Watchara Ritjan/Shutterstock

Horizon 2020, the European Union’s prestigious research and innovation program, recently awarded ATXA Therapeutics €2.5 million ($2.91 million) to support the development of ATXA’s lead therapy candidate NTP42 and help get it to market quicker as a treatment for pulmonary arterial hypertension (PAH).

The ATXA research project was selected from a highly competitive field of 1,280 applications, from which 64 were chosen to receive grants. ATXA was ranked in the top 1 percent of all applications.

“This is a wonderful endorsement of ATXA’s overall mission and validation of its achievements to date,” Therese Kinsella, founder and chief scientific officer of ATXA, said in a press release. “We hope that this strong Europe-wide recognition of ATXA’s overall goal of bringing a new drug to the market for PAH will go a long way to bringing other investors on board as part of its current fund-raise campaign.”

PAH is a progressive illness that affects both the lungs and heart. It is characterized by increased blood pressure due to narrower blood vessels in the lungs, which makes it more difficult for the blood to capture oxygen and circulate from the lungs into the heart. Due to this increased lung blood pressure, the heart also suffers major alterations because it needs to apply increased strength to be able to pump blood efficiently.

Based on the underlying causes of PAH, ATXA developed NTP42 to specifically inhibit the action of the vasoconstrictive molecule prostanoid thromboxane A2 (TXA2). By binding to the T prostanoid receptor, the investigational treatment can prevent lung vessels constriction and blood platelet aggregation, as well as pro-inflammatory and blood vessels remodeling signals.

Results from previous clinical trials showed that PAH patients have increased levels of TXA2, which were also found to be associated with more advanced disease and worse clinical outcome. These findings further support ATXA’s strategy and the development of NTP42 as a PAH-targeted therapy.

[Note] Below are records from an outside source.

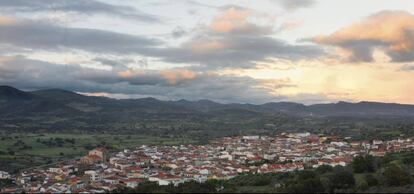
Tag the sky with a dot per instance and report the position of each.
(229, 51)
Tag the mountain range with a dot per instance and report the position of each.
(56, 109)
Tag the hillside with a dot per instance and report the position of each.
(56, 110)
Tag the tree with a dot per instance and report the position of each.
(361, 164)
(341, 179)
(396, 176)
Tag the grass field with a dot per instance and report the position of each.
(19, 150)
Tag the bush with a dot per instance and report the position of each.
(396, 176)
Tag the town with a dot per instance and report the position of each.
(225, 158)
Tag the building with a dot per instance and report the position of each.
(4, 175)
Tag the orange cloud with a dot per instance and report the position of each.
(391, 31)
(174, 77)
(232, 19)
(170, 77)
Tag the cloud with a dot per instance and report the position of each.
(51, 37)
(407, 67)
(166, 84)
(236, 21)
(84, 7)
(233, 40)
(389, 31)
(295, 4)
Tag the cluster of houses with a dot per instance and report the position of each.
(223, 159)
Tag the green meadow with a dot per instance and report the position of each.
(19, 151)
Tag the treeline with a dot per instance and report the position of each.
(392, 173)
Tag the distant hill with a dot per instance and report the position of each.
(57, 109)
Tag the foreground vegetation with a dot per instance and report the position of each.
(19, 151)
(390, 174)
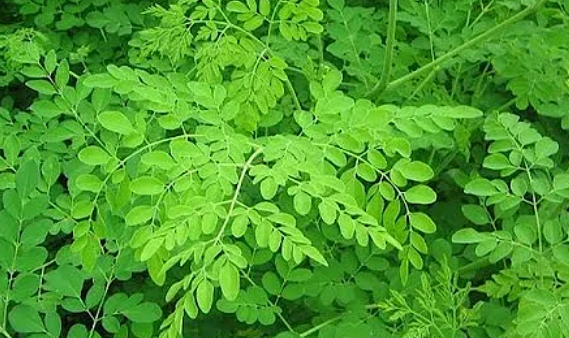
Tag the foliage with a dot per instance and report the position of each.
(291, 168)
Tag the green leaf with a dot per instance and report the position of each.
(475, 213)
(314, 254)
(151, 248)
(480, 187)
(146, 312)
(100, 81)
(497, 162)
(204, 296)
(27, 178)
(422, 222)
(416, 171)
(93, 156)
(66, 280)
(88, 182)
(302, 203)
(229, 281)
(42, 87)
(147, 185)
(268, 188)
(117, 122)
(347, 226)
(420, 194)
(468, 236)
(62, 74)
(327, 211)
(239, 226)
(139, 214)
(237, 7)
(25, 319)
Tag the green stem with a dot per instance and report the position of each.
(237, 191)
(320, 326)
(390, 43)
(446, 57)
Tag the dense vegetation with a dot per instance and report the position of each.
(284, 168)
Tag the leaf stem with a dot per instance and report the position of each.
(320, 326)
(236, 195)
(389, 46)
(446, 57)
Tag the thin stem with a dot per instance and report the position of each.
(389, 46)
(236, 195)
(320, 326)
(446, 57)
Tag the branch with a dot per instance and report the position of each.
(486, 35)
(390, 44)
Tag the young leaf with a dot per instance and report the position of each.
(229, 281)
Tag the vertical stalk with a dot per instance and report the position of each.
(389, 46)
(456, 51)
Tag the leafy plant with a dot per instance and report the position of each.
(285, 169)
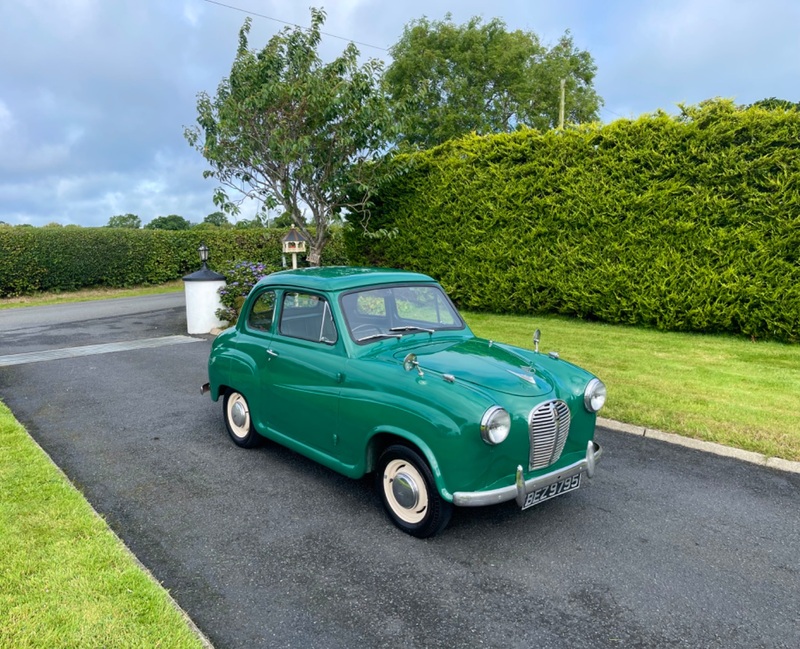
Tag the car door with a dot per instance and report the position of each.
(303, 375)
(253, 344)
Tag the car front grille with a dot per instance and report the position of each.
(548, 426)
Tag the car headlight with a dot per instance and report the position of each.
(594, 396)
(495, 425)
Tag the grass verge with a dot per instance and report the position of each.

Preclinical studies with animal models of PAH also demonstrated the therapeutic activity of NTP42 as both a standalone treatment and in combination with other standard therapies.

NTP42 recently received orphan drug designation from the European Medicines Agency and the U.S. Food and Drug Administration as a PAH treatment. These designations are expected to facilitate and expedite its clinical development and regulatory review in both areas of the world.

ATXA is focused on advancing NTP42 into clinical trials and achieve marketing authorization to offer an improved treatment option and new hope for PAH patients, the company states on its website.